Woman’s joke before bungee jump turns chillingly prophetic

What began as a lighthearted joke on a postcard turned into a harrowing experience that nearly cost one woman her life. In 2012, 22-year-old Erin Langworthy from Australia was visiting the breathtaking Victoria Falls, which straddles the border between Zambia and Zimbabwe, when she decided to take on a thrilling 360-foot bungee jump over the Zambezi River.

Just before her jump, Erin playfully wrote to her mother, “I’m doing a bungee jump tomorrow, so I’ll say goodbye… only joking!” The words were meant in jest — but would soon carry an eerie weight.
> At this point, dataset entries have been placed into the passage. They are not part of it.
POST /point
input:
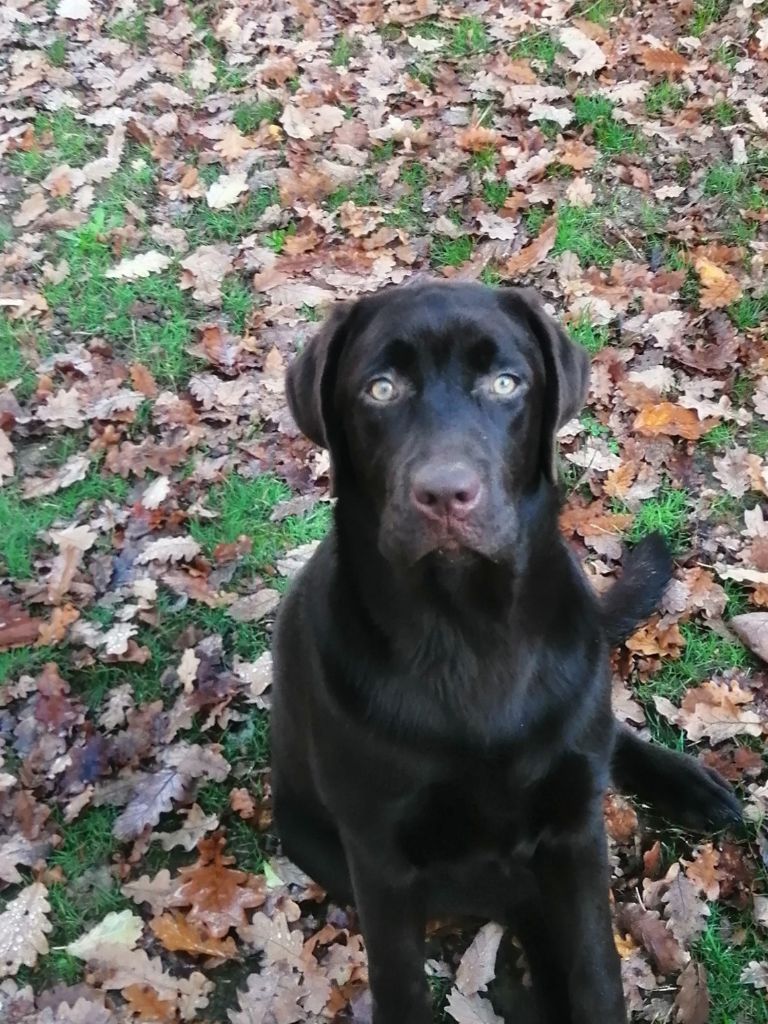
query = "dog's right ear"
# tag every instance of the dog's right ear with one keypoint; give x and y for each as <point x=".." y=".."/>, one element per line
<point x="307" y="377"/>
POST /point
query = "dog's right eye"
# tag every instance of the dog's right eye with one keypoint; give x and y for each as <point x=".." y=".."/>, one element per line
<point x="382" y="389"/>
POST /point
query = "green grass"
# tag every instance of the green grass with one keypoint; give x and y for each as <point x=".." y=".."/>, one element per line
<point x="664" y="96"/>
<point x="450" y="252"/>
<point x="732" y="1000"/>
<point x="250" y="116"/>
<point x="581" y="230"/>
<point x="705" y="653"/>
<point x="611" y="136"/>
<point x="591" y="336"/>
<point x="469" y="37"/>
<point x="539" y="47"/>
<point x="244" y="507"/>
<point x="668" y="513"/>
<point x="495" y="194"/>
<point x="706" y="13"/>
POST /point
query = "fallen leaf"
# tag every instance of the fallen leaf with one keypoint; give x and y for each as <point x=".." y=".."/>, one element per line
<point x="692" y="1001"/>
<point x="520" y="262"/>
<point x="179" y="933"/>
<point x="674" y="421"/>
<point x="752" y="629"/>
<point x="719" y="288"/>
<point x="225" y="190"/>
<point x="121" y="929"/>
<point x="591" y="57"/>
<point x="141" y="265"/>
<point x="477" y="966"/>
<point x="23" y="928"/>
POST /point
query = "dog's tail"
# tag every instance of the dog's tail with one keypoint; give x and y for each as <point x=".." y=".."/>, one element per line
<point x="647" y="569"/>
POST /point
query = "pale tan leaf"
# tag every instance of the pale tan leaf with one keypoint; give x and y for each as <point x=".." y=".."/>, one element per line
<point x="117" y="929"/>
<point x="169" y="549"/>
<point x="225" y="190"/>
<point x="477" y="966"/>
<point x="134" y="267"/>
<point x="591" y="57"/>
<point x="23" y="928"/>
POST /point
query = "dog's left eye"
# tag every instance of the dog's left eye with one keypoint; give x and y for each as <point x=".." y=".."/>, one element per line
<point x="503" y="385"/>
<point x="382" y="389"/>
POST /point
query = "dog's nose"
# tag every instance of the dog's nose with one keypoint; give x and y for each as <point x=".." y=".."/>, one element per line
<point x="445" y="488"/>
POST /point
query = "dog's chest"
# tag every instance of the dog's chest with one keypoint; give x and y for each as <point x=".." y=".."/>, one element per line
<point x="491" y="809"/>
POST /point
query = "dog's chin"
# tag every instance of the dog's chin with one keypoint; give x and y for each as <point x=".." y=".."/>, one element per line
<point x="458" y="549"/>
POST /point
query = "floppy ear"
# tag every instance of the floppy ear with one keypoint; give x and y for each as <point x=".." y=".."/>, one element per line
<point x="566" y="367"/>
<point x="306" y="381"/>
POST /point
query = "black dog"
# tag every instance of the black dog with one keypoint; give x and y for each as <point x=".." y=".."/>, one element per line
<point x="442" y="731"/>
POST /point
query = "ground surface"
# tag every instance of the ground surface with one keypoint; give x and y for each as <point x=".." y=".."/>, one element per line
<point x="184" y="186"/>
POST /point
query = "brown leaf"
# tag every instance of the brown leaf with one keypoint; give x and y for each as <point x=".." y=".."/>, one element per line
<point x="23" y="928"/>
<point x="702" y="870"/>
<point x="752" y="629"/>
<point x="671" y="420"/>
<point x="179" y="933"/>
<point x="692" y="1001"/>
<point x="664" y="61"/>
<point x="522" y="261"/>
<point x="651" y="933"/>
<point x="216" y="893"/>
<point x="718" y="287"/>
<point x="17" y="629"/>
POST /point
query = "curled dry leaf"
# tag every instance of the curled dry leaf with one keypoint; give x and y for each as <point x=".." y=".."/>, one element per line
<point x="23" y="928"/>
<point x="135" y="267"/>
<point x="122" y="929"/>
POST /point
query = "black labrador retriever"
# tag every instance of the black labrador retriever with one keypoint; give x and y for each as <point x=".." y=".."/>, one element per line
<point x="442" y="731"/>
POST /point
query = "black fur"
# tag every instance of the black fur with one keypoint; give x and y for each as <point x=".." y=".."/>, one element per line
<point x="442" y="732"/>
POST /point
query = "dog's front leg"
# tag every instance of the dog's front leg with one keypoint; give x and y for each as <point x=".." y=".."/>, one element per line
<point x="392" y="916"/>
<point x="572" y="875"/>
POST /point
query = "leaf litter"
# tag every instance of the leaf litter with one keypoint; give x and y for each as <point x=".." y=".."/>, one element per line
<point x="185" y="192"/>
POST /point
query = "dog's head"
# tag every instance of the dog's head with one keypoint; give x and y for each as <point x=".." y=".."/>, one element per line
<point x="439" y="403"/>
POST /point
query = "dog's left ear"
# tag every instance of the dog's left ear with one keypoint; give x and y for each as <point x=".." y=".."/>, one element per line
<point x="307" y="383"/>
<point x="566" y="367"/>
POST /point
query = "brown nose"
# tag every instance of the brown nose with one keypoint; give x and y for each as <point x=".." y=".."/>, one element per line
<point x="445" y="488"/>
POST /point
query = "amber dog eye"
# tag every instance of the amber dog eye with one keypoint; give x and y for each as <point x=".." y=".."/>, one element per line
<point x="382" y="389"/>
<point x="503" y="385"/>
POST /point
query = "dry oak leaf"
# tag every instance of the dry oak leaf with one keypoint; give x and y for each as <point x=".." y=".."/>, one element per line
<point x="752" y="629"/>
<point x="18" y="850"/>
<point x="471" y="1009"/>
<point x="591" y="57"/>
<point x="121" y="929"/>
<point x="713" y="711"/>
<point x="535" y="252"/>
<point x="647" y="929"/>
<point x="216" y="892"/>
<point x="719" y="288"/>
<point x="23" y="928"/>
<point x="692" y="1001"/>
<point x="225" y="190"/>
<point x="141" y="265"/>
<point x="159" y="892"/>
<point x="6" y="462"/>
<point x="179" y="933"/>
<point x="169" y="549"/>
<point x="121" y="969"/>
<point x="685" y="909"/>
<point x="17" y="629"/>
<point x="477" y="966"/>
<point x="672" y="421"/>
<point x="702" y="870"/>
<point x="664" y="60"/>
<point x="306" y="122"/>
<point x="196" y="826"/>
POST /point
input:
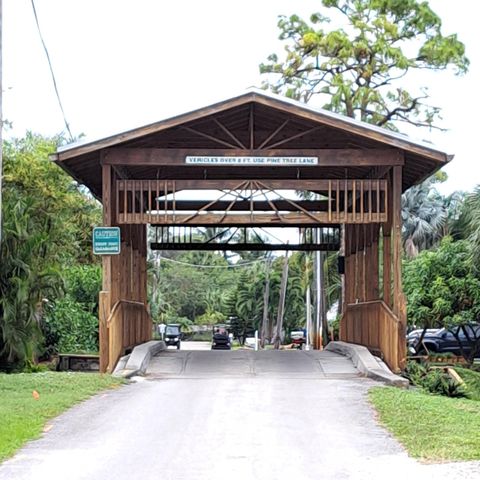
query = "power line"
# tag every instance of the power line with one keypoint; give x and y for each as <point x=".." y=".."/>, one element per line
<point x="51" y="70"/>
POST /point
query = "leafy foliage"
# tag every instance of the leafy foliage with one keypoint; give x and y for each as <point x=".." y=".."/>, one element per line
<point x="71" y="323"/>
<point x="46" y="227"/>
<point x="471" y="221"/>
<point x="441" y="287"/>
<point x="434" y="381"/>
<point x="356" y="70"/>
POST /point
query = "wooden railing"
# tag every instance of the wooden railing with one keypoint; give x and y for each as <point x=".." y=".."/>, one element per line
<point x="375" y="326"/>
<point x="129" y="324"/>
<point x="344" y="201"/>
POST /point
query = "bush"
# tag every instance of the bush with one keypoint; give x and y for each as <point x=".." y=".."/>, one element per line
<point x="69" y="327"/>
<point x="434" y="381"/>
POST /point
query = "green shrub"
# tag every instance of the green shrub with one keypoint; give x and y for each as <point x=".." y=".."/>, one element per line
<point x="69" y="327"/>
<point x="434" y="381"/>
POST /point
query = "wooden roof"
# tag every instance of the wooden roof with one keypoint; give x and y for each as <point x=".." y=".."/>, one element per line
<point x="249" y="122"/>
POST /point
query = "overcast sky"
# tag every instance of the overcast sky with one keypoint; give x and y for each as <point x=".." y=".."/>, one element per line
<point x="122" y="64"/>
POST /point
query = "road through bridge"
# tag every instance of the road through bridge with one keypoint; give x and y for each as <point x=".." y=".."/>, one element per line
<point x="202" y="415"/>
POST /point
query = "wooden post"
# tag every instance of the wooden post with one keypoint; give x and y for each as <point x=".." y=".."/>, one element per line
<point x="105" y="298"/>
<point x="399" y="307"/>
<point x="104" y="308"/>
<point x="387" y="247"/>
<point x="266" y="296"/>
<point x="281" y="302"/>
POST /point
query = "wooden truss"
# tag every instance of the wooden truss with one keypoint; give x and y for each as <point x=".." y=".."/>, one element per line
<point x="250" y="203"/>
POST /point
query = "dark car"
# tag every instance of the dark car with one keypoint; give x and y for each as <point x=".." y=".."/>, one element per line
<point x="444" y="340"/>
<point x="221" y="338"/>
<point x="173" y="335"/>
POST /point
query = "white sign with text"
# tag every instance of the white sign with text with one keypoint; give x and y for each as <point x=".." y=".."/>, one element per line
<point x="209" y="160"/>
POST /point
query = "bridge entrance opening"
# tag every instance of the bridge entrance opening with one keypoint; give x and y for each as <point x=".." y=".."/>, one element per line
<point x="254" y="148"/>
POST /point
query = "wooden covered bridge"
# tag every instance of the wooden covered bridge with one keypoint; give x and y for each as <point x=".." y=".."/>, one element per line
<point x="254" y="148"/>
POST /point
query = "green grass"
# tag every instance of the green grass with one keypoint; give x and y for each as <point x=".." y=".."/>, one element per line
<point x="431" y="428"/>
<point x="472" y="381"/>
<point x="23" y="418"/>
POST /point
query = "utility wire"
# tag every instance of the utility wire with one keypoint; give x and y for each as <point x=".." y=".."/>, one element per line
<point x="51" y="70"/>
<point x="236" y="265"/>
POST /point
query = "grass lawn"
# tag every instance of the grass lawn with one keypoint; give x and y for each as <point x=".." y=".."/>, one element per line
<point x="23" y="418"/>
<point x="432" y="428"/>
<point x="472" y="381"/>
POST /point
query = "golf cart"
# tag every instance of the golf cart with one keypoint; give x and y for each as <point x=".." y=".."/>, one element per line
<point x="173" y="335"/>
<point x="221" y="338"/>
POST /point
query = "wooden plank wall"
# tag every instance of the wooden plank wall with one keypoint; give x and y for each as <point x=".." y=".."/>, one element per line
<point x="124" y="279"/>
<point x="372" y="316"/>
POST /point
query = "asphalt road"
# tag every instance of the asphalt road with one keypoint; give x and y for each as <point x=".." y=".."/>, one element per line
<point x="227" y="415"/>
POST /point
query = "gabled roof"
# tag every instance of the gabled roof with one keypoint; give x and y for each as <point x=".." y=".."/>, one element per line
<point x="322" y="129"/>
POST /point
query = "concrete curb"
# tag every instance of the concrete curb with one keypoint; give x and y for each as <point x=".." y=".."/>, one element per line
<point x="367" y="364"/>
<point x="137" y="362"/>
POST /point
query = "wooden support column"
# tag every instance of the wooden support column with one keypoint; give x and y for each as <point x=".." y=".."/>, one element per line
<point x="373" y="276"/>
<point x="105" y="299"/>
<point x="387" y="248"/>
<point x="399" y="307"/>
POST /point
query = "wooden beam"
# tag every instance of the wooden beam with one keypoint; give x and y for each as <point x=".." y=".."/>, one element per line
<point x="242" y="247"/>
<point x="399" y="307"/>
<point x="347" y="157"/>
<point x="280" y="184"/>
<point x="267" y="219"/>
<point x="244" y="205"/>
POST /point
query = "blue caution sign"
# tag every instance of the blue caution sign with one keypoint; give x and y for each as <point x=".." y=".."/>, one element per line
<point x="106" y="240"/>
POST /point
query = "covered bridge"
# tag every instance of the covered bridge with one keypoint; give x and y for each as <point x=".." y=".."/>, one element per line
<point x="248" y="147"/>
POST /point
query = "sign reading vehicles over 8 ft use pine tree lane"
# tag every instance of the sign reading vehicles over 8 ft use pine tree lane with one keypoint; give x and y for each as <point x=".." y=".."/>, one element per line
<point x="106" y="240"/>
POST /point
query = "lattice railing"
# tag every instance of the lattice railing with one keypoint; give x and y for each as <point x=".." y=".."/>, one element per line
<point x="250" y="203"/>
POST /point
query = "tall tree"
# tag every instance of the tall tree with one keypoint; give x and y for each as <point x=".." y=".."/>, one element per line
<point x="47" y="225"/>
<point x="470" y="221"/>
<point x="359" y="70"/>
<point x="424" y="216"/>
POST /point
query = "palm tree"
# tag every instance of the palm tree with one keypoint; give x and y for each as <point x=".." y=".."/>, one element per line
<point x="470" y="219"/>
<point x="424" y="216"/>
<point x="24" y="281"/>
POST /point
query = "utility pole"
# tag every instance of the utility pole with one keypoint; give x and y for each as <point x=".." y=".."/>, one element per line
<point x="266" y="296"/>
<point x="281" y="302"/>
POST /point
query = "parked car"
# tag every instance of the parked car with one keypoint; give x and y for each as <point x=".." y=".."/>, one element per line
<point x="443" y="340"/>
<point x="173" y="335"/>
<point x="221" y="339"/>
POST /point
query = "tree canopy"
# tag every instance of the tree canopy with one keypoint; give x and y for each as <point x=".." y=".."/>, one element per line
<point x="359" y="69"/>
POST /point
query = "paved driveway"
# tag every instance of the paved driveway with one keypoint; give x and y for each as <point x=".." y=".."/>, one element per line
<point x="227" y="415"/>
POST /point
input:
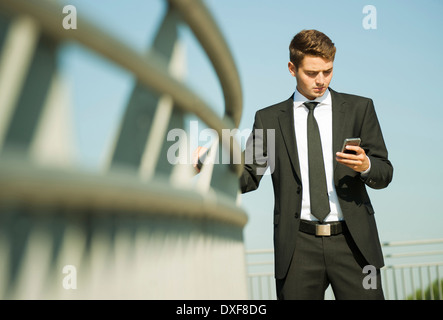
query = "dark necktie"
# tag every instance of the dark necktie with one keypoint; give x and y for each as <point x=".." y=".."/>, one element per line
<point x="317" y="177"/>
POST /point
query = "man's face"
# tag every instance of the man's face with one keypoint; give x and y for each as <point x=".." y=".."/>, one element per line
<point x="313" y="76"/>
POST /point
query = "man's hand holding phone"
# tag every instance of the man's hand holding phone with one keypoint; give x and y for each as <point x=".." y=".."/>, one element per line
<point x="353" y="156"/>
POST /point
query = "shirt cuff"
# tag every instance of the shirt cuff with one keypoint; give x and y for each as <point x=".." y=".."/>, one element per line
<point x="365" y="173"/>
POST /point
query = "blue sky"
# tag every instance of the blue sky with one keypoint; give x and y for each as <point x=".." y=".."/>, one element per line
<point x="398" y="65"/>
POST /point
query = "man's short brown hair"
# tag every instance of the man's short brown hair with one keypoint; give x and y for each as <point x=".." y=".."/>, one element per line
<point x="310" y="42"/>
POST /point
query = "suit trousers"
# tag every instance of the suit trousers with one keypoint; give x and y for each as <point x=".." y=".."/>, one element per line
<point x="318" y="262"/>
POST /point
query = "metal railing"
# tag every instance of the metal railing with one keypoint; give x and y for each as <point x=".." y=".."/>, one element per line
<point x="143" y="227"/>
<point x="414" y="270"/>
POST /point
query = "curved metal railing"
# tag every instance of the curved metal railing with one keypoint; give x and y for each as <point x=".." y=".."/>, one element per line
<point x="147" y="69"/>
<point x="114" y="224"/>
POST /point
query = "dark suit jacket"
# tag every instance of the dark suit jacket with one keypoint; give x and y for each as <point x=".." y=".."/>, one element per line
<point x="352" y="116"/>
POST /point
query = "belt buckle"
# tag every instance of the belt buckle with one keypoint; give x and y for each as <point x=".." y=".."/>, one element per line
<point x="323" y="230"/>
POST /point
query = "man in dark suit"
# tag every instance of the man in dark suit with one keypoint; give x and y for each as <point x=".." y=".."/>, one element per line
<point x="314" y="250"/>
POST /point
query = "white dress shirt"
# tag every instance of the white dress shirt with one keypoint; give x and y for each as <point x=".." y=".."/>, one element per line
<point x="323" y="116"/>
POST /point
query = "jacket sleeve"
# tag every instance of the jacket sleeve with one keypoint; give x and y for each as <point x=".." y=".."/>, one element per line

As the 105th jumper that day, Erin recalled feeling the usual nerves, but nothing out of the ordinary. Her leap, like those of the jumpers before her, was recorded. The footage shows her soaring through the air, arms outstretched, until, in a moment that would change everything, the bungee cord snapped.

Instead of rebounding, Erin plummeted into the fast-moving waters of the Zambezi River, infamous for its crocodiles and strong currents. The cord, still attached to her ankles, dragged behind her.

“At first, it felt amazing,” she told The Guardian. “But then I felt this jolt across my chest, and the next thing I knew, I was hitting the water.” That was when she realized the cord had failed.

The force of the fall knocked her unconscious briefly. When she came to, she was submerged, gasping for air, her lungs burning. Disoriented and unsure which way was up, she said it was the cold of the deeper water that shocked her back into awareness.

Still bound by the broken cord and tossed around by the river’s powerful rapids, Erin faced a terrifying battle to survive. The rope tangled in rocks and debris, threatening to drag her under, but she managed to free herself more than once. With extraordinary effort, she swam toward the Zimbabwean side, where a staff member helped pull her to shore.

Even in the moment, the danger was far from over. “I’d seen crocodiles that morning,” Erin later recalled, “but I couldn’t even think about that. I was coughing up blood, my lungs were burning — all I could do was focus on staying alive.”

She believes her initial arm position during the fall may have saved her life. Had she hit the water head-first, unconsciousness or worse would have been almost certain.

Erin was rushed to a local hospital in Victoria Falls where she was treated for partially collapsed lungs, internal bruising, and potential infections from the river water. “They put me on a ventilator and gave me strong antibiotics,” she explained. “I’d swallowed a lot of water. But somehow, I didn’t break a single bone.”

Despite the trauma, she remained remarkably calm in recounting her story. The bungee staff, she said, were deeply apologetic and in shock themselves. “I think it’s a miracle I survived.”

The incident sparked concern internationally and drew responses from Zambian officials. Then-tourism minister Given Lubinda attempted to reassure the public, emphasizing that the bungee operation had a longstanding safety record, with over 50,000 jumpers a year and no previous incidents of this kind. To further prove its safety, he even offered to jump again himself — alongside Erin.

“It’s my responsibility to take the risk,” he said, “and show the world that Zambia is still safe and worth visiting.”

Erin’s mother made her feelings on bungee jumping clear: never again. Erin, though? She hasn’t completely ruled it out.